Data Scientist Resume
Washington, DC
SUMMARY
- Around 8 Years of experience in Machine Learning, Data mining with large datasets of Structured and Unstructured data, Data Acquisition, Data Validation, Predictive modeling, Data Visualization.
- Used Pandas, Numpy, Seaborn, Matplotlib and Scikit - learn in Python for developing various machine learning algorithms and utilized machine learning algorithms such as Linear Regression, Multivariate Regression, Logistic Regression, Naive Bayes, Random Forests, K-Means, & KNN for Data Analysis.
- Hands on experience in implementing Clustering and Principle Component Analysis techniques for Segmentation and Recommender Systems.
- Strong experience in Software Development Life Cycle (SDLC) including Requirements Analysis, Design Specification and Testing as per Cycle in both Waterfall and Agile methodologies.
- Adept in statistical programming languages like R and also Python including Big Data technologies like Hadoop, Hive.
- Skilled in using dplyr and pandas in R and Python for performing exploratory data analysis.
- Experience working with data workflow tools like Draw.io, Visio and ER Studio.
- Experience in designing stunning visualizations using Power BI software and publishing and presenting dashboards, Storyline on web and desktop platforms.
- Designed and implemented system architecture for Microsoft Azure and AWS Sagemaker based cloud-hosted solution for the client.
- Skilled in using Hadoop (pig and Hive) for basic analysis and extraction of data in the infrastructure to provide data summarization.
- Highly skilled in using visualization tools like Power BI, ggplot2 and matplotlib for creating dashboards.
- Worked and extracted data from various database sources like Oracle, SQL Server, MySQL and experienced in Normalization & De-Normalization techniques for optimum performance
- Regularly accessing JIRA and Asana tool and other internal issue trackers for the Project development.
TECHNICAL SKILLS
Scripting/programming language: R (dplyr, ggplot2, shiny, plotly), Python (Numpy, Scipy, Pandas, Scikit-learn, Matplotlib, NLTK, Beautiful Soup, Selenium, Python IDE)
Machine learning/Deep learning: Classification, Regression(Linear, Logistic, Elastic Net), Clustering analyses using neural nets (MLP), RF, KNN, SVM, GLM, MLR, Logit, K-means algorithms
Database management systems: RDBMS (Microsoft SQL server, Oracle DB)
Big Data: MySQL, Spark, Hadoop/MapReduce, Hive, Impala
Data storage/processing framework: Hadoop And Spark
Data visualization/reporting: Power BI, Draw.io, OGMA, ggplot2, shiny, and matplotlib
Operating System: Windows, Unix
ETL Tools: Alteryx, Trifacta, Adaptive, Airflow
Cloud: Microsoft Azure, Azure Machine Learning Studio, AWS Sagemaker
PROFESSIONAL EXPERIENCE
Confidential, Washington, DC
Data Scientist
Responsibilities:
- Lead the team in implementing Data Lineage activities for the cybersecurity metrics of the clients and a cted in advisory capacity sharing industry best practices at an enterprise scale.

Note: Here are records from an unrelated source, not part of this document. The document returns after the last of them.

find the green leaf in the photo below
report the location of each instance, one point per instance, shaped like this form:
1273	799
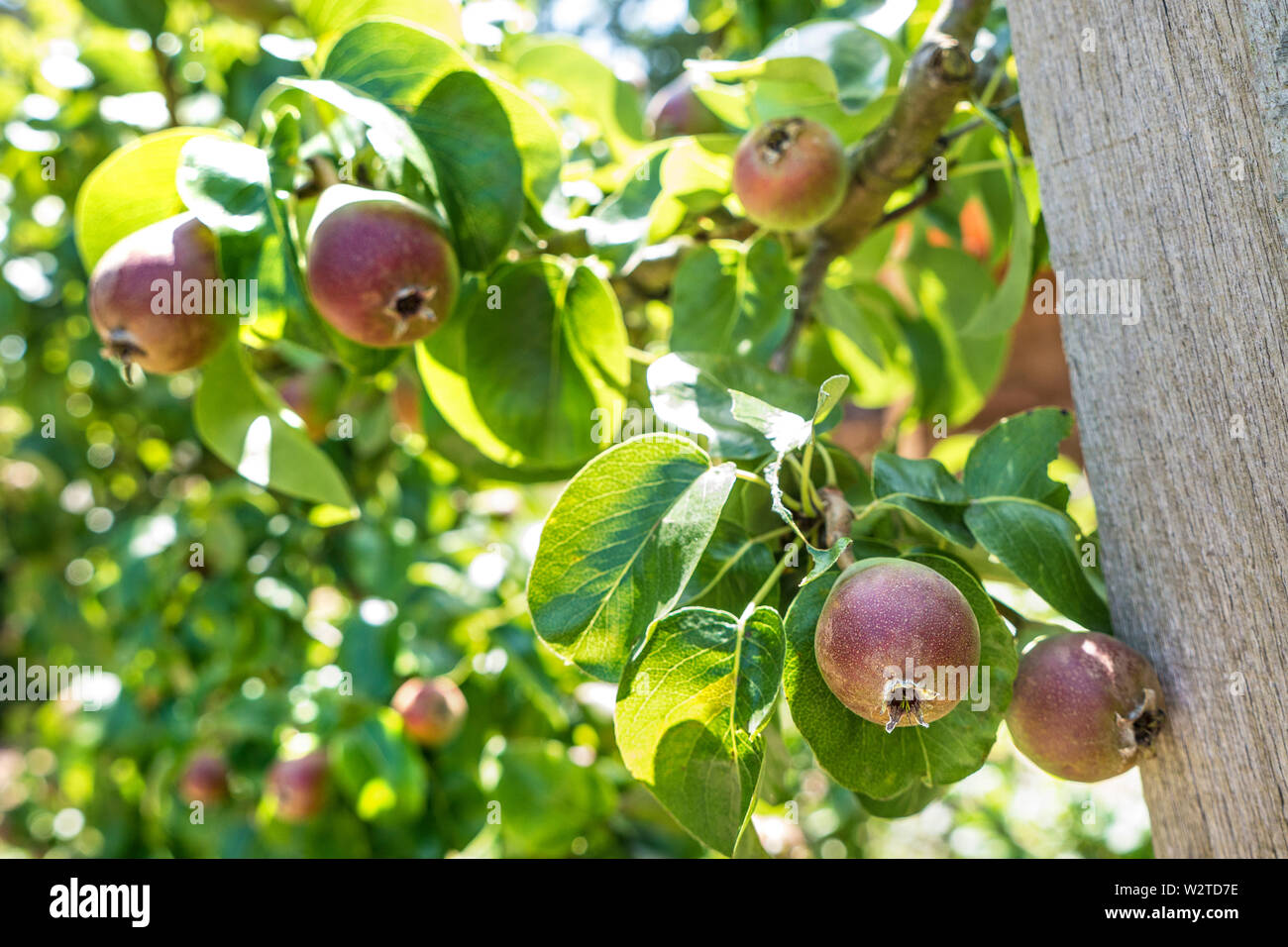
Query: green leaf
1012	458
1039	545
691	712
733	299
323	17
862	62
621	226
239	418
468	134
224	183
907	802
824	558
393	138
949	283
695	392
593	91
784	429
533	399
132	188
730	571
925	489
398	63
130	14
382	777
619	547
829	394
997	313
861	755
791	85
545	799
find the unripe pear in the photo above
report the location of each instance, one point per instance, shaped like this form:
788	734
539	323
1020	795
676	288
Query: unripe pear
205	780
433	711
1085	706
889	633
297	787
142	290
378	266
675	110
790	174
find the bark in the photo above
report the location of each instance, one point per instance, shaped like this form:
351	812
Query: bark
1160	157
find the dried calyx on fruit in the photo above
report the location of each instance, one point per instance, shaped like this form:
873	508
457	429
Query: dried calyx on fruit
378	266
150	296
790	174
1086	706
897	642
433	711
297	787
677	110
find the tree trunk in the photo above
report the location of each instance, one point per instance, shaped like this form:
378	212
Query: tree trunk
1160	138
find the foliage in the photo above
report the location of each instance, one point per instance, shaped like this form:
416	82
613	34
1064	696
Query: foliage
261	551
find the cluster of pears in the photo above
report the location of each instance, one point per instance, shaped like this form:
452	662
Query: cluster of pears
432	710
378	269
1085	705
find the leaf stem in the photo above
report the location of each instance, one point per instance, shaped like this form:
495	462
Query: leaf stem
761	482
806	483
769	582
827	463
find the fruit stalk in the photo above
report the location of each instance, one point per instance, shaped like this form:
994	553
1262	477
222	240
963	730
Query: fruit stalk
938	76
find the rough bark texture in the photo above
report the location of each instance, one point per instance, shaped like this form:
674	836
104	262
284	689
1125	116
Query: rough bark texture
1138	147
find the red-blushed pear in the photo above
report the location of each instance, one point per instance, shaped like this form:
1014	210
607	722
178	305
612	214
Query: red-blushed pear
790	174
378	266
433	711
675	110
205	780
1085	706
890	635
297	787
150	292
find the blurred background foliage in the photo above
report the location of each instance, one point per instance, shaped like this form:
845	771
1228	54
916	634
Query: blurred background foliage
223	613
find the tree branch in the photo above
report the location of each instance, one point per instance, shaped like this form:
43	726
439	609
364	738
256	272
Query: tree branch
938	76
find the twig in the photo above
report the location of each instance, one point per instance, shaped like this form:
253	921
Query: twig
165	72
938	76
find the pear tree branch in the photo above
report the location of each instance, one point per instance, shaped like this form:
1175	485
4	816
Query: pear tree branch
938	76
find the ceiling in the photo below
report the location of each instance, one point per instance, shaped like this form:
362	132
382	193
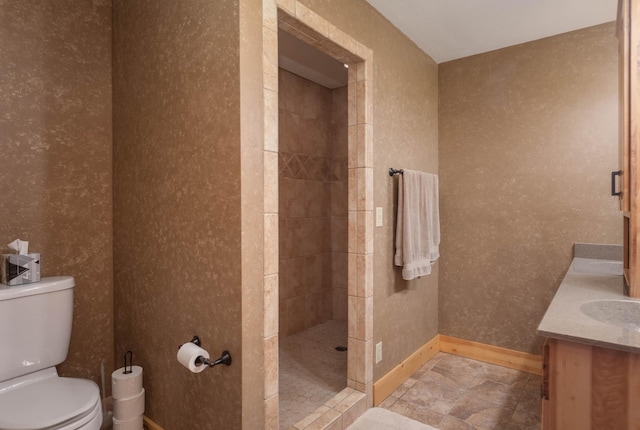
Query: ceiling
452	29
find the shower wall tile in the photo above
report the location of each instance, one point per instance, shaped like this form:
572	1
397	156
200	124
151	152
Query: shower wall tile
339	304
318	307
312	202
339	231
270	120
271	301
270	182
271	366
271	250
270	53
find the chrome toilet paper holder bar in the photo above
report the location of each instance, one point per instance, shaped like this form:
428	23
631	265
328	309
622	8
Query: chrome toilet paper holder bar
225	357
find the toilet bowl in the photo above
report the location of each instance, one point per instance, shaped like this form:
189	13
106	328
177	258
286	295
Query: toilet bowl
44	401
35	330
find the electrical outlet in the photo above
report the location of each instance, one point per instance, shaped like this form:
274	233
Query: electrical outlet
378	352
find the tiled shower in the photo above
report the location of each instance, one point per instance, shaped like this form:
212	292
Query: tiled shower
313	224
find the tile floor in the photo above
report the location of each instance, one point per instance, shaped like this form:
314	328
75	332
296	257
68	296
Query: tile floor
311	370
451	392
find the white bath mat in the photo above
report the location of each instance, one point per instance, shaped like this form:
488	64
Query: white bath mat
384	419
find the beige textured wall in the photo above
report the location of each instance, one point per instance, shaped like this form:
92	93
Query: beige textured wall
528	138
177	161
313	204
55	128
405	134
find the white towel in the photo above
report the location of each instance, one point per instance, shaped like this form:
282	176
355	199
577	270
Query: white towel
418	223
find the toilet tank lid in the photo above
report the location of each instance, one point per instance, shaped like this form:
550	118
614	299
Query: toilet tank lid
46	285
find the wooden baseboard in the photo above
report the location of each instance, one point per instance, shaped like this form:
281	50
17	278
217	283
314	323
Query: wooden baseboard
150	425
393	379
492	354
509	358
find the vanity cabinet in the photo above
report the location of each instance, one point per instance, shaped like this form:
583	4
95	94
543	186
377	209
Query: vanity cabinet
589	387
628	30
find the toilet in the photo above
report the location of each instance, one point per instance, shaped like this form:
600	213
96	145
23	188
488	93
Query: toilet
35	330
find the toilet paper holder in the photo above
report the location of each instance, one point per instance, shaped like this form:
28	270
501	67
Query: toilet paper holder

- Improved the performance of existing machine learning models and ETLs to ensure accuracy of the data processing so that the metrics/KPIs are up to date for the senior management.
- Determined data sources, aggregated and modeled the data to make threat predictions.
- Used sqoop ingestion to consume data from SQL Server, Oracle, MySQL and exported it into Hive databases.
- Utilized Cloudera Navigator to connect the Hive databases to external outputs like dashboards for user consumption.
- Analyzed data dictionaries and workflows for the ETL engines.
- Designed PoCs of ETL workflows on the php and perl scripts on Trifacta, Adaptive, Alteryx and Airflow tools .
- Implemented a fully vetted solution analytical solution using Python, React/D3 and third party tools and have a user base aligned to that of the Dashboard metric consumer base.
- Implemented visualization of the data flow using Draw.io, D3 & React to simplify the complex state of the data solutions .
- Performed reverse engineering tasks and analysis work for quality checks and suggested alert mechanisms.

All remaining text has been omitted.